Cite as "AILA InfoNet Doc. No. 07040470 (posted Apr. 4, 2007)"
Due process is fundamental to our country, and although immigration matters frequently involve issues of life and liberty, our immigration system lacks some of the most basic due process protections that we take for granted in our American system of justice. Important principles of fairness and justice are often overlooked amid the ongoing debate over immigration.
Due process must be an essential element of comprehensive immigration reform. What does "due process" mean? It means that individuals are presumed innocent until proven guilty; that there is a right to a hearing before a judge; that there is right to counsel and to examine adverse evidence; that there is a right to appeal; and that there is right to seek release on bond. It means judges should be allowed to use discretion in considering whether someone is banished from this country.

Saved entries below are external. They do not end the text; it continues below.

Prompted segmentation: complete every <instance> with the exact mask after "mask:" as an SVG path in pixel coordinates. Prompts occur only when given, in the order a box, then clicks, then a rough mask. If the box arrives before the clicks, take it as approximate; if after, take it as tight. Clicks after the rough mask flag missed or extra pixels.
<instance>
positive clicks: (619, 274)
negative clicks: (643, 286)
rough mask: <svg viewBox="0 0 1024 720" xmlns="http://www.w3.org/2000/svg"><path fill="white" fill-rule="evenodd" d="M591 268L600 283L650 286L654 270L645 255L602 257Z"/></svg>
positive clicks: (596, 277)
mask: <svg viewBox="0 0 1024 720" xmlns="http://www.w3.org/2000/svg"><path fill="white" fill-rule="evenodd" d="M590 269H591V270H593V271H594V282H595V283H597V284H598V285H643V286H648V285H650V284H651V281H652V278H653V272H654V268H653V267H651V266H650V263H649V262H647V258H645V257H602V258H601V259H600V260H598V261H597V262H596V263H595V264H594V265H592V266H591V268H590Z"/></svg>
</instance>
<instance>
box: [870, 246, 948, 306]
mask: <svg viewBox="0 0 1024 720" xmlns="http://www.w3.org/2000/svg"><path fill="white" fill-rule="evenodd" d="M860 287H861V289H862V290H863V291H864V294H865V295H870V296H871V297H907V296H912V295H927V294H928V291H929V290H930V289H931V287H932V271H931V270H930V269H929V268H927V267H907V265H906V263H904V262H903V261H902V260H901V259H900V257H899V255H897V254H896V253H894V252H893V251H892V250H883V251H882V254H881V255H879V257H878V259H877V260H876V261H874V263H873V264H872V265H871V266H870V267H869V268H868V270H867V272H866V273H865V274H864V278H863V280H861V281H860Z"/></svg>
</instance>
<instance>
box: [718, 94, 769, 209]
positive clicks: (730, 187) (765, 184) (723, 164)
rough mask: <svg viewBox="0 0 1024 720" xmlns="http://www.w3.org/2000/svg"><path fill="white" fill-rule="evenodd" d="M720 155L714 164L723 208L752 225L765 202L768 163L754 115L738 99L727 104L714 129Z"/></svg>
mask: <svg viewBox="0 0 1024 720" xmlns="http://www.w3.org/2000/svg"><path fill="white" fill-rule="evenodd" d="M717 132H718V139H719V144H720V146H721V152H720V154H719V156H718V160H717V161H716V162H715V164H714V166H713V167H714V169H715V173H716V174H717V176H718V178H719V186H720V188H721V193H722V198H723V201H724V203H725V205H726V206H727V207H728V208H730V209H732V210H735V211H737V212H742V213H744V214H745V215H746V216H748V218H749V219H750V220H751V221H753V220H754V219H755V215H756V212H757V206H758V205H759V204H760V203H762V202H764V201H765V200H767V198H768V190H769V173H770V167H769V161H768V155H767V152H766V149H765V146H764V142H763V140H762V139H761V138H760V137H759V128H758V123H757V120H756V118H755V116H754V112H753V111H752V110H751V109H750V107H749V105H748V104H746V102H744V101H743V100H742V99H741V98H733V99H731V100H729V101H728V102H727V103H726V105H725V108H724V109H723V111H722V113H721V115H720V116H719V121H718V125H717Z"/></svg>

Many basic elements of due process and fairness were stripped from our immigration laws in 1996, resulting in the mandatory detention of many long-term permanent residents. Today people are being deported for offenses that were not deportable when committed, as the result of their retroactive application.
When Congress created an expanded definition of "aggravated felony," it made felons out of immigrants for relatively minor nonviolent offenses, such as writing bad checks or for shoplifting. This resulted in the deportation of immigrants for offenses that were neither aggravated nor felonies, and which were not bases for removal when committed.
People convicted of these minor offenses, which are now defined as aggravated felonies under immigration law, face mandatory detention; removal from the U.S. without a hearing before a judge; or the inability to offer any mitigating factors.
Our current laws do not permit adjudicators to consider individual equities such as the length of time individuals have been in the U.S.; whether they have U.S. citizen children or spouses; whether they are the heads of household; their ties to the community, to their churches and children's schools; whether they own homes or have cars; or whether they have jobs or pay taxes.
Truly, the real losers in this game are the lawful permanent residents and U.S. citizen children, spouses and parents whose families are split apart, whose homes are broken and whose lives are forever changed.
Our current immigration laws fail to fully uphold the tenets of due process that underlie our entire legal system, thereby denying immigrants basic fairness and justice. The time is now to restore fairness and due process to our system and to reaffirm these fundamental principles that form the heart and soul of our vibrant democracy.